Symantec creates blacklists of sites, categorising content such as porn, gambling or hate speech. It then passes that list to ISPs and mobile operators, which choose categories they want to block and apply their own filters accordingly.
O2, Vodafone and EE all use Symantec’s tools and block content on mobile by default. Sky also uses Symantec’s categorisation tool for its new network-level, parental-control filter, Broadband Shield.
Hate sites are not categorised by machine, only human eyes can categorise hate as hate
Sky’s filter was rolled out in December, after the government pressured the UK’s major ISPs to introduce stricter controls for content unsuitable for children.
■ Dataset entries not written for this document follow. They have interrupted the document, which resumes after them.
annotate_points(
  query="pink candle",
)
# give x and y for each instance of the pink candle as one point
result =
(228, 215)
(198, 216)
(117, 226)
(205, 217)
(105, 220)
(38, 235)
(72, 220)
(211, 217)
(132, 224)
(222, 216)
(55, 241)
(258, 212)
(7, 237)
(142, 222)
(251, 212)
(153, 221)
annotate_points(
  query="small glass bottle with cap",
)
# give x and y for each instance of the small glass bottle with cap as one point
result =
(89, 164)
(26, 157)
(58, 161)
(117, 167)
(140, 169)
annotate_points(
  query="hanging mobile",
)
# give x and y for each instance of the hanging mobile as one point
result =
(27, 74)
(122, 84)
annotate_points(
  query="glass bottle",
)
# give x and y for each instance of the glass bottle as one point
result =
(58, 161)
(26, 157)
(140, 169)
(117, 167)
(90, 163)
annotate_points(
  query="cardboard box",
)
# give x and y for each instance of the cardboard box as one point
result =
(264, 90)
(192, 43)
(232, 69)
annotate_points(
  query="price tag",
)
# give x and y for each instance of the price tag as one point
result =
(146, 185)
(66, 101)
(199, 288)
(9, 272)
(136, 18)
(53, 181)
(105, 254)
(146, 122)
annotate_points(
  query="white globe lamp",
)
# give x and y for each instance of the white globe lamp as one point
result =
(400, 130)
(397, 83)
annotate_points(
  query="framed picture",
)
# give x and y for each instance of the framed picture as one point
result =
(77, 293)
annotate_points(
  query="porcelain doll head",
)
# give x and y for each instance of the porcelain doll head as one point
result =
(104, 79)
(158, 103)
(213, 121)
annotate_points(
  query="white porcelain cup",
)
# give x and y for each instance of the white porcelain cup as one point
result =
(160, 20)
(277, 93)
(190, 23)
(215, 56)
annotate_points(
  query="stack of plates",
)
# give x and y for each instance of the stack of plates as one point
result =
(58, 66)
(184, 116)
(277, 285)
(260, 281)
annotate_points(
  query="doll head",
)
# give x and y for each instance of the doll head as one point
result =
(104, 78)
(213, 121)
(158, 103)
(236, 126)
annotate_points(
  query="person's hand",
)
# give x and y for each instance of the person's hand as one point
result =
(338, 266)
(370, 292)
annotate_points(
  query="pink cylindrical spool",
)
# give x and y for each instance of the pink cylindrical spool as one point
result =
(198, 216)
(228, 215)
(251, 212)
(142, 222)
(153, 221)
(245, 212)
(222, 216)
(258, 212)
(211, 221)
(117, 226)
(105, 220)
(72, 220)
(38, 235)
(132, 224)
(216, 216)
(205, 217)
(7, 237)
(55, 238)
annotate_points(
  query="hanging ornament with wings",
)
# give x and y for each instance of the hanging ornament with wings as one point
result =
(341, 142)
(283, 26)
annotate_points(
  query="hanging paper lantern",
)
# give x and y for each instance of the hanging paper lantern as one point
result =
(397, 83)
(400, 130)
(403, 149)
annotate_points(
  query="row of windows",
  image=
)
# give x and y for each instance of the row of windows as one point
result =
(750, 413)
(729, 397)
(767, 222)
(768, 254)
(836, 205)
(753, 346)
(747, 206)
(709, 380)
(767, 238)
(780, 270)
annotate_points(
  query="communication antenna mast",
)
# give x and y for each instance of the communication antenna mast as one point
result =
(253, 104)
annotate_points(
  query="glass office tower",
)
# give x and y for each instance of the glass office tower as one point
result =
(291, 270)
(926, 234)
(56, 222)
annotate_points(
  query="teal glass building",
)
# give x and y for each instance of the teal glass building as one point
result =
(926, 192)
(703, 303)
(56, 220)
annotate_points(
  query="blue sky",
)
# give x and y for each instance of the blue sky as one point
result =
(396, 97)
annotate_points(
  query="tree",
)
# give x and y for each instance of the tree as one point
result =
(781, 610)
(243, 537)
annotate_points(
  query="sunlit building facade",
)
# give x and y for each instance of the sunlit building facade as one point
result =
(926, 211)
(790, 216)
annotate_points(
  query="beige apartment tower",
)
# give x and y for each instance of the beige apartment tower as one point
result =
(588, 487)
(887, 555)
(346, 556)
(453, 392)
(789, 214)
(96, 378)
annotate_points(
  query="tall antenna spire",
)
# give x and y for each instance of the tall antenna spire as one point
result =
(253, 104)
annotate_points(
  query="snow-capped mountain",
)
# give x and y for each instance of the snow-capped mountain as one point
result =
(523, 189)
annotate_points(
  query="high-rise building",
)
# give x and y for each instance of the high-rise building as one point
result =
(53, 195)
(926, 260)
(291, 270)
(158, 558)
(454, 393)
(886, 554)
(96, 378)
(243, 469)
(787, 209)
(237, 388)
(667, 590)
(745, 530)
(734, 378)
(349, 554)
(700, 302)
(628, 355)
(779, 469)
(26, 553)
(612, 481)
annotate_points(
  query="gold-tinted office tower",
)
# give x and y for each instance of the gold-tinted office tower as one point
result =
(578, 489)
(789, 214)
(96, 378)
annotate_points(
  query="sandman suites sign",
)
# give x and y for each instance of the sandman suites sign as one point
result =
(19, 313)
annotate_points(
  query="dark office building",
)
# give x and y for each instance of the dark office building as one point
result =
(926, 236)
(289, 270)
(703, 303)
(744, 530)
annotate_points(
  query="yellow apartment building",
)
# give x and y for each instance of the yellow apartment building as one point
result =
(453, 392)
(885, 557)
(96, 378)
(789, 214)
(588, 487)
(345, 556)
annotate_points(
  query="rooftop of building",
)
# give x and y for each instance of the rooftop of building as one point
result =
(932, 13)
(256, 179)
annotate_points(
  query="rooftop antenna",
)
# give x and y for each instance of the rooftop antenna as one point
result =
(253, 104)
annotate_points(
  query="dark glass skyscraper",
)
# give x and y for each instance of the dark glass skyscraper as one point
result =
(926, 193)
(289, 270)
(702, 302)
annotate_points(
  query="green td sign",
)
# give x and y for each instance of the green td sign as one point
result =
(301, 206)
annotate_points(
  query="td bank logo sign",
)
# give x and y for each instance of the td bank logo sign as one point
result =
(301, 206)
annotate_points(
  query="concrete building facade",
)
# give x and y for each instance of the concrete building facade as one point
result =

TalkTalk and BT have already introduced network-level filters, with Virgin’s to follow shortly.
Now the filters are going live, reports have demonstrated how the filters miscatgorise and unfairly block sites.
Detailing how its categorisation system works to PC Pro, Symantec revealed that a team of a dozen staff around the world manually categorises around 2,000 sites for filtering each day – or an average of 21 an hour on an eight-hour shift.
That’s part of a much larger automated process that maps up to 20,000 sites every day.
The staff make judgements on ambiguous content that can’t be easily categorised via the automated system, such as sex-education sites, illegal content, and hate speech.
“The technology will ‘crawl’ the sites but also for many categories [or] sites the team of a dozen around the world checks the content themselves,” a spokesperson said.
Symantec told PC Pro that staff are responsible for deciding what goes into the “hate” category – such as racist sites – because the decision requires human judgement. “Sites in this category are not categorised by machine, only human eyes can categorise hate as hate,” the spokesperson said.
Those 12 staff don’t only cover the UK, but categorise sites across 20 different languages, Symantec said.
Symantec said the team must make “objective decisions”, but said it provides guidelines to help, adding that the team was “extensively trained” in how to apply the definitions.
The process is similar to that used by McAfee, which also creates a list of sites to be used in filtering systems – and previously told PC Pro the job is “popular” among students.
As the ISP filters go live, there have been numerous reports demonstrating the controls can block legitimate sites, known as “overblocking”. That could mean teenagers, as well as being unable to access adult content, might not be able visit sex-education sites.
Sky blocked the TorrentFreak news website last month and knocked out numerous sites around the web when it accidentally classified the jQuery site as malware.
Though both errors were rectified, the reports highlighted the murky process by which ISPs, providers and security companies decide what to block.
Symantec told PC Pro accidental blocking might happen when its automated tool puts sites in the wrong category.
“[Most] of the time, the team finds the error and changes the category, but in some cases the site owner or customer will find the individual site and request a recategorisation,” the spokesperson said.
It isn’t clear what happens if a site has been miscategorised on the basis of a decision made by one of Symantec’s staffers, or what happens if Symantec refuses to recategorise a site.
Virgin, BT, TalkTalk and Sky are all currently part of a working group to tackle the issue of overblocking, working on a “master list” of sites – such as sex-education charities – to exclude from their filters.